All states report test results for schools and school districts to the Department of Education’s National Center for Education Statistics (NCES), which houses this data in the EDFacts database. There are two versions of this data: a public version, available on their website, and a restricted version, available by request. In the public files, data for small places or small subgroups are not reported to ensure the privacy of the students. In contrast, the restricted files contain all data, regardless of the number of students within the school/district or subgroup. We use the restricted files to estimate test score distributions in education policy relevant units (e.g., schools, geographic districts, administrative school districts, counties, metropolitan statistical areas, commuting zones, and states). The school, geographic district, county, and state data are visualized on the Opportunity Explorer; all other aggregations can be found in the downloadable data files on the Get the Data page. Details on the data construction process can be found below.

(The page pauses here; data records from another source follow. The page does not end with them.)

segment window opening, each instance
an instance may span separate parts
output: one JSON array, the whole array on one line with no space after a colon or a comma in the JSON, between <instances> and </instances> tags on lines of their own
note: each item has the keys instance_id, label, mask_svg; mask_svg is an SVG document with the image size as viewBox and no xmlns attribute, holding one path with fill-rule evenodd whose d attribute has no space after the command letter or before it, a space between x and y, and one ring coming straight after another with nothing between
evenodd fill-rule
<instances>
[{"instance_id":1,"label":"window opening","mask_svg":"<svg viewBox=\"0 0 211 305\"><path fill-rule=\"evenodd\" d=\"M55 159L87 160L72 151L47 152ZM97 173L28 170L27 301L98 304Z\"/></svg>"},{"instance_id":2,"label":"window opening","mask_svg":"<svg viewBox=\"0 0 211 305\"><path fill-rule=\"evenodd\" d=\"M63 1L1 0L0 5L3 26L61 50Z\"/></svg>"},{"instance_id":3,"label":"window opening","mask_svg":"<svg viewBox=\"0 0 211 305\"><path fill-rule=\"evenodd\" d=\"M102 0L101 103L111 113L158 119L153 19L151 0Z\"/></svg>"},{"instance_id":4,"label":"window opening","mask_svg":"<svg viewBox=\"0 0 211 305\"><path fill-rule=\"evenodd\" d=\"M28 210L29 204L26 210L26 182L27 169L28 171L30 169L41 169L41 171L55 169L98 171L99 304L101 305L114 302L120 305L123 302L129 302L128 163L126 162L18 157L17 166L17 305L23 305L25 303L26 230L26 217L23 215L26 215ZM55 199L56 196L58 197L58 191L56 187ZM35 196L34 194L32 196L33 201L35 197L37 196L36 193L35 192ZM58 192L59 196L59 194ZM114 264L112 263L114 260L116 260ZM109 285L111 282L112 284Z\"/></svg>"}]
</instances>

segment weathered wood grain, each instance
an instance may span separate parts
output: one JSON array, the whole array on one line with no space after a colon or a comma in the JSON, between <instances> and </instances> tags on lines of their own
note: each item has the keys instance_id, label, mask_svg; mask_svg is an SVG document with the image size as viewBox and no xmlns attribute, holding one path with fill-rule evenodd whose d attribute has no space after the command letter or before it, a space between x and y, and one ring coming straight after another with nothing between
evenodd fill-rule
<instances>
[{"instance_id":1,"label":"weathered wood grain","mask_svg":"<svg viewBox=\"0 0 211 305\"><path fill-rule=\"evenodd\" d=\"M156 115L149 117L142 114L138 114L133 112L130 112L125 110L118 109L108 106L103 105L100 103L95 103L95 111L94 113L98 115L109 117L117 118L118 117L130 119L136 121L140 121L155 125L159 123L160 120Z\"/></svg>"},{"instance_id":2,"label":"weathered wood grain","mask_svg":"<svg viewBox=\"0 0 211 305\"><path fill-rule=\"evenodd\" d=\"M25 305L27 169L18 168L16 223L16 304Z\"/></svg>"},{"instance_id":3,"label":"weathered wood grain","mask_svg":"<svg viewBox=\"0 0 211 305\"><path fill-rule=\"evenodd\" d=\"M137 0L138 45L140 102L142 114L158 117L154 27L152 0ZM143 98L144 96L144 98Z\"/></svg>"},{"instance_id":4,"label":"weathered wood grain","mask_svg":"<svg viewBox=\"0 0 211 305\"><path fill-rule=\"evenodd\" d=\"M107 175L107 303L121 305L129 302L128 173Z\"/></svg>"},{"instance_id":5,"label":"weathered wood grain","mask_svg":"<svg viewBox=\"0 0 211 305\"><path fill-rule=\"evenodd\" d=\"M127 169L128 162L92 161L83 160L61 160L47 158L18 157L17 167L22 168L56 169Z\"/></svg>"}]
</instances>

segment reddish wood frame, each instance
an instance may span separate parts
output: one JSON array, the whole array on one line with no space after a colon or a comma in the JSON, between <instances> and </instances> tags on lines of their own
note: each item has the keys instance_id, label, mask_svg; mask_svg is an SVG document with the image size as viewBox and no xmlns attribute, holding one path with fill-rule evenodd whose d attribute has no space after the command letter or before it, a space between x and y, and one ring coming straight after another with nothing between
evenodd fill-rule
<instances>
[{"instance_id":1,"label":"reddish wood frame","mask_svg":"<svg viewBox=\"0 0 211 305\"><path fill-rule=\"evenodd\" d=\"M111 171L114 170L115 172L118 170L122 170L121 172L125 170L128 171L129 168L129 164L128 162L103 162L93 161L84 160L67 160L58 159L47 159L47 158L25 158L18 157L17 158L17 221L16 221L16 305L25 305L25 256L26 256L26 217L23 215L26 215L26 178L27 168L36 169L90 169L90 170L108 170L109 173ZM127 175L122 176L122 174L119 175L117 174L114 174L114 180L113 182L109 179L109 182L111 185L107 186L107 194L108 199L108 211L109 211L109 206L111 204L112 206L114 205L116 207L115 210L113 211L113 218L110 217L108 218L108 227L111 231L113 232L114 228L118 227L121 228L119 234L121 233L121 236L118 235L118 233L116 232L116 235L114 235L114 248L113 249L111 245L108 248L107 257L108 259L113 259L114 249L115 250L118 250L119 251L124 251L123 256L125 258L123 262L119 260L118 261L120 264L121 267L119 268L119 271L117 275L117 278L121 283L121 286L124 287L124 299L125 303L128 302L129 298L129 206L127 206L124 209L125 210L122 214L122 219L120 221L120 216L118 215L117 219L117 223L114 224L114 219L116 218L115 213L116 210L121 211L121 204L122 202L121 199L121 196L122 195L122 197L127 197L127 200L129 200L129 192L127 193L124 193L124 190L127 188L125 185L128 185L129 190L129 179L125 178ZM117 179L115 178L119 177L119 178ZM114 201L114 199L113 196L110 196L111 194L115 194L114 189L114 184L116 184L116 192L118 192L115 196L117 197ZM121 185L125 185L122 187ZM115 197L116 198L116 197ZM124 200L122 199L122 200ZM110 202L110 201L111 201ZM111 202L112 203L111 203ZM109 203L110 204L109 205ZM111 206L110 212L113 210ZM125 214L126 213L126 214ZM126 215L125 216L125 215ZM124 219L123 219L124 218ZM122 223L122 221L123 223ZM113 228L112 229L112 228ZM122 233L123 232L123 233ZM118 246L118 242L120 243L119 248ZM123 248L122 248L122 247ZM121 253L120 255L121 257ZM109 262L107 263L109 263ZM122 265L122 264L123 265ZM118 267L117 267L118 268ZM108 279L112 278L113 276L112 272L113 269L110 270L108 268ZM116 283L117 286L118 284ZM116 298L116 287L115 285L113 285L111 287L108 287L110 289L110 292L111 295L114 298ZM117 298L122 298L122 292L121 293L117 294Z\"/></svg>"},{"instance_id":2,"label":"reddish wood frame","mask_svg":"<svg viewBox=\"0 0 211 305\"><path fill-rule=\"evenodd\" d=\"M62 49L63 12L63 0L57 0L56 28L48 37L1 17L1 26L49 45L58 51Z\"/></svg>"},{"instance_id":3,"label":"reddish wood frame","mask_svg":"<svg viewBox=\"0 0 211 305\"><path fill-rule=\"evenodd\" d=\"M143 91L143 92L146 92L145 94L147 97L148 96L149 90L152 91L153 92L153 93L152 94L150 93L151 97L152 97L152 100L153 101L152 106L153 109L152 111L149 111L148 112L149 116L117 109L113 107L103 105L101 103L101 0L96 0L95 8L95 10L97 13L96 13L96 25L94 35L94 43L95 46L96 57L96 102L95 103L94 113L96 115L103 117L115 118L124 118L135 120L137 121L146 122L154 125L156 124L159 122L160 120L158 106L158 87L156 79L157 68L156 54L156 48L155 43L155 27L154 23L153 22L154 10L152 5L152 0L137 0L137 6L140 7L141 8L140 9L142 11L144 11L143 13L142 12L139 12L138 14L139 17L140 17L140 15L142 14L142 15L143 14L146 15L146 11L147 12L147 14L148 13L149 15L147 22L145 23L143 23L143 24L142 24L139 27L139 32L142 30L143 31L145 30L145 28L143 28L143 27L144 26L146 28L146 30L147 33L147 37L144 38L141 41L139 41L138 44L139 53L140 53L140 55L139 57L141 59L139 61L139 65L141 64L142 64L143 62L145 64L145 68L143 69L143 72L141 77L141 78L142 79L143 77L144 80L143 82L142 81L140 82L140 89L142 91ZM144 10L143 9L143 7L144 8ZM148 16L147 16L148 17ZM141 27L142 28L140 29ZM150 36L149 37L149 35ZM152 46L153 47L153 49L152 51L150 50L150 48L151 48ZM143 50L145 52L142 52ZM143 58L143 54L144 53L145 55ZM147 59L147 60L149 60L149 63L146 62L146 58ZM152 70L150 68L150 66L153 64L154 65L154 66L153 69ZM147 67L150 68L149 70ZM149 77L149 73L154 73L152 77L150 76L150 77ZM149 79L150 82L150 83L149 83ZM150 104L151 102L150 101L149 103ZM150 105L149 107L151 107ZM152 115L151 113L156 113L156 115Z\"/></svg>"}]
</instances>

Challenges Working with Proficiency Data

While there is a substantial amount of data from every state available in EDFacts, there are four key challenges when using these data:

  1. States provide only “proficiency data”: the count of students at each of the proficiency levels (sometimes called “achievement levels” or “performance levels”). The levels represent different degrees of mastery of the subject-specific grade-level material. Levels are defined by score “thresholds” (sometimes called “cut scores”), which are set by experts in the field. Scoring above or below different thresholds determines placement in a specific proficiency level. Common levels include “below basic,” “basic,” “proficient,” and “advanced.” An example is shown below.

    Test Score Proficiency Level Description
    200-500 Below Basic Inadequate performance; minimal mastery
    501-600 Basic Marginal performance; partial mastery
    601-700 Proficient Satisfactory performance; adequate mastery
    701-800 Advanced Superior performance; complete mastery
  2. Most states use their own test and define “proficiency” in different ways, meaning that we cannot directly compare test results in one state to those in another. Proficient in one state/grade/year/subject is not comparable to proficient in another.

    Consider two states that use the same test, which is scored on a scale from 200 to 800 points. Each state sets its own threshold for proficiency at different scores.

    State A: Higher threshold for proficiency

    Scale of test scores relative to grade level expectations, proficiency cutoff at 600
    State B: Lower threshold for proficiency

    Scale of test scores relative to grade level expectations, proficiency cutoff at 500

    Imagine 500 students take the test. The results are as follows: 50 students score below 400 on the exam; 100 score between 400 and 500; 200 score between 500 and 600; 50 score between 600 and 650; 50 score between 650 and 700; and 50 score above 700. If we use State A’s thresholds for assignment to categories, we find that 150 students are proficient. However, if we use State B’s thresholds, 350 students are proficient.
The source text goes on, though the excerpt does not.